East Rutherford, N.J.–There isn’t going to be a “next week” for the New York Giants, who closed out their 2013 NFL season with a 20-6 win over the Washington Redskins.
In many ways, that’s a good thing, as the Giants, who this season were ravished by injuries, suffered a few more crushing injuries. The most serious of which were to starting left tackle William Beatty, who suffered a fractured leg, and the high ankle sprain suffered by quarterback Eli Manning, who took one hit too many behind his putrid pass protection.
But in some strange ways, these New York Giants, who bounced back from an 0-6 start in which they looked lost, disorganized, and at times disinterested, made it just a little more tolerable for their suffering fans by winning seen out of their last ten games.

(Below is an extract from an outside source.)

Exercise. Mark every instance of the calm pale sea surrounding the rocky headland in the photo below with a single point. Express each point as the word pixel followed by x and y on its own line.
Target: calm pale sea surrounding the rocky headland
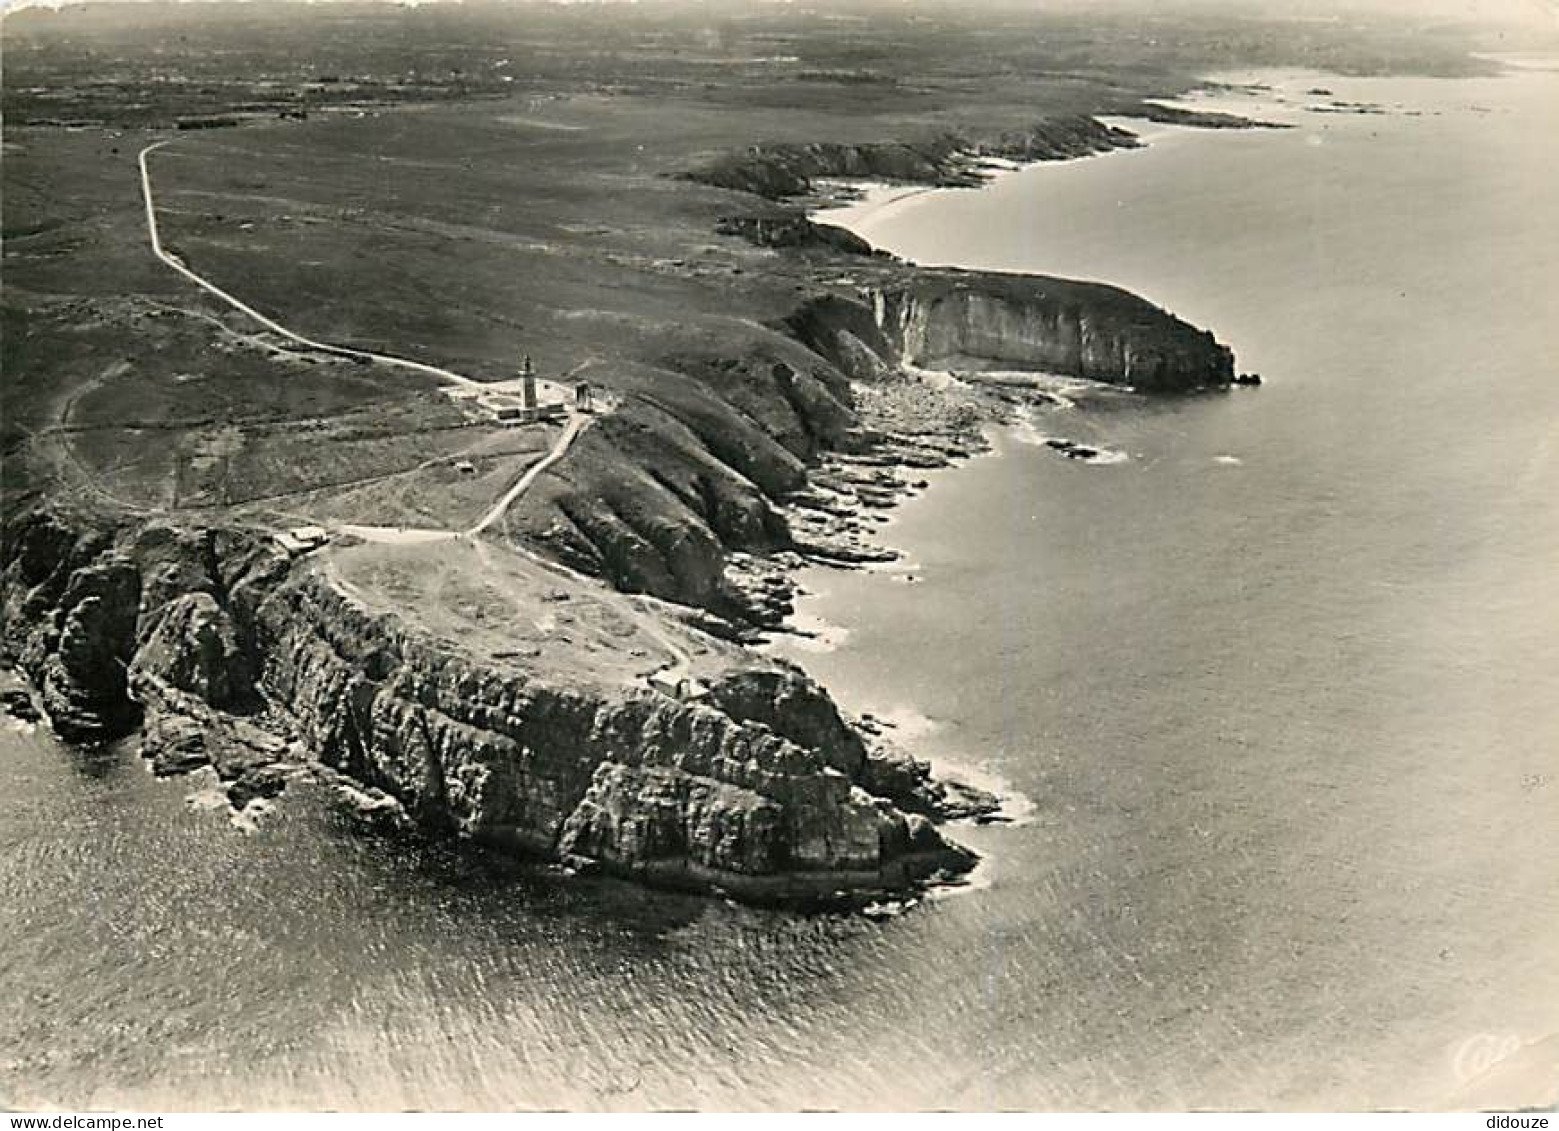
pixel 1282 690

“Yeah, not bad,” said linebacker Jon Beason. “It’s tough, when you win games you feel like that’s what you’re supposed to do and then the ones you lose. You always look back at those and those are the ones that linger. Based on where we started, a great finish, upwards for next year, but still bittersweet.”
Granted there will be some people who will point out that six of those wins came against teams with unstable quarterback situations when they met the Giants.

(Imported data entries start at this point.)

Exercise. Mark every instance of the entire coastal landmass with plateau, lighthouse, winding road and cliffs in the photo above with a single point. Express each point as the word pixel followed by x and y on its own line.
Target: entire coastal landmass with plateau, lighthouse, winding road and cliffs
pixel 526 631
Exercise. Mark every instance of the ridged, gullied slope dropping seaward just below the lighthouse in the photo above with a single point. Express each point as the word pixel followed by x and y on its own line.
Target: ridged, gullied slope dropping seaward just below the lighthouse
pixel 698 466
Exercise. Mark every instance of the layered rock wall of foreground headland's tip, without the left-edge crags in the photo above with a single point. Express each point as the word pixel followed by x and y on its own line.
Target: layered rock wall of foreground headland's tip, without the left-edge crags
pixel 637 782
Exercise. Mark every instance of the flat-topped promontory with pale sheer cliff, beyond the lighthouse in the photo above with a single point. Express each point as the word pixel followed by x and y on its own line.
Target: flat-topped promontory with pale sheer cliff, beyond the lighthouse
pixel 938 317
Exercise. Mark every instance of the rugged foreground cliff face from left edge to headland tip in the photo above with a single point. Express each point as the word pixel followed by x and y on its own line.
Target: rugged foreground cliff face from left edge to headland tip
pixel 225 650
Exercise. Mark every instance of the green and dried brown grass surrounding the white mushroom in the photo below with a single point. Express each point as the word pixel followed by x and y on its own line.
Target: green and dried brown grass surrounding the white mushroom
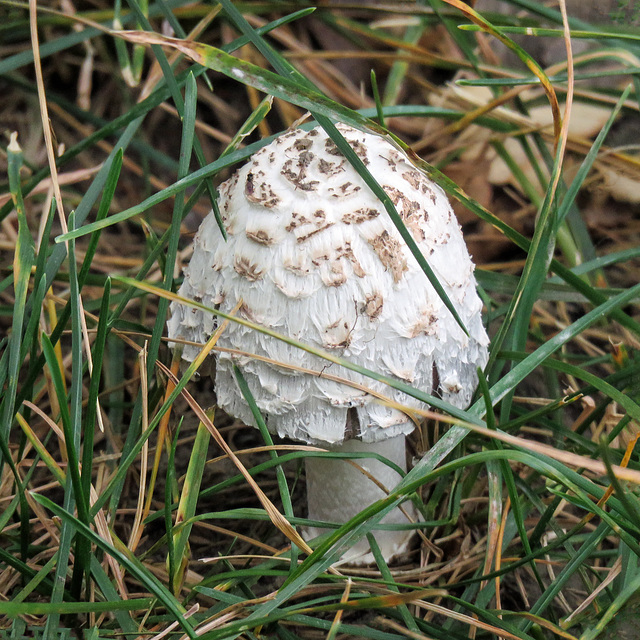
pixel 129 508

However, it should be noted that in each of those games, none were shutouts, as the average scoring turned out to be 21.8 to 10.6 in favor of the Giants, who still had to go out there and so what was necessary to win.
“No matter how tough times may get, tough times never last, tough people always do and this is an extremely tough football team,” said safety Antrel Rolle. “This is the last game we had to go out there and showcase what we had for the 2013 season and closing it out with winning seven of our last ten games, we can’t ask for too much more than that.”
Still, for head coach Tom Coughlin, who bristled just a bit when he was asked if he definitely wanted to return next season, the second half record was a matter of too little, too late, even if he was pleased with how they stuck together and battled.
“If I want to look at it in extremes, the first thing is the 0-6 in my mind and how did that happen. The rest is the fact that we battled back from that. Again, when I said I was proud of this team, I am. I know it’s not what everybody wanted; I didn’t want it, either, but 7-9 is a heck of a lot better than 6-10.”
His players agreed.
“We could have folded. We could have just said, ‘Hey, we’re out of it,’ but we didn’t,” Beason said. Guys showed a lot of character and pride, individually and collectively as a team. When you do that, I think that’s important. Those are the type of guys you want in your locker room.”
Indeed, several guys earned the right to return. There was the stunning performance by Jerrel Jernigan, the forgotten wide receiver who has had three solid games in a row in relief of the injured Victor Cruz. This week, Jernigan accounted for 14 of the Giants 20 points with a 24-yard touchdown reception and a 49-yard touchdown run, the latter of which is the team’s longest run from scrimmage this season.
“It’s a great feeling to come out there, you know, the coaches have been telling me through the weeks that I’m getting my opportunity to go out there and make plays for the team and just wanted to let the coaching staff and organization know that I can make plays. Victor (Cruz) is down or whatever, but when he comes back, I also still want to be out there when he comes back,” Jernigan said.
There was also the play of Beason, acquired after the first month of the season in a trade with the Panthers. Beason once again finished as the team leader in tackles and one can only imagine just how much better he’ll be next year if he re-signs with the Giants and gets a chance to really wrap his head around the playbook.
There is also the play of Justin Pugh, the eager rookie right tackle who became the first Giants first-round draft pick to start all 16 games in his rookie season since some dude named Lawrence Taylor did it in 1981. Pugh, who played left tackle in college, has the versatility to play anywhere along the offensive line, and he might need to depending on what happens with Beatty’s recovery.
There are others– safety Will Hill, defensive end Damontre Moore, defensive tackle Johnathan Hankins, and running back Peyton Hillis all come to mind as being guys who have proven that they deserve to come back in 2014 to compete.
Most importantly, Tom Coughlin, the Giants fiery head coach, who didn’t want to discuss his future so soon after the win, has shown by way of his ability to bring the team out of the doldrums following the deflating losses, that maybe he is the right man for the job.
“I can’t imagine playing for anyone else,” Rolle said.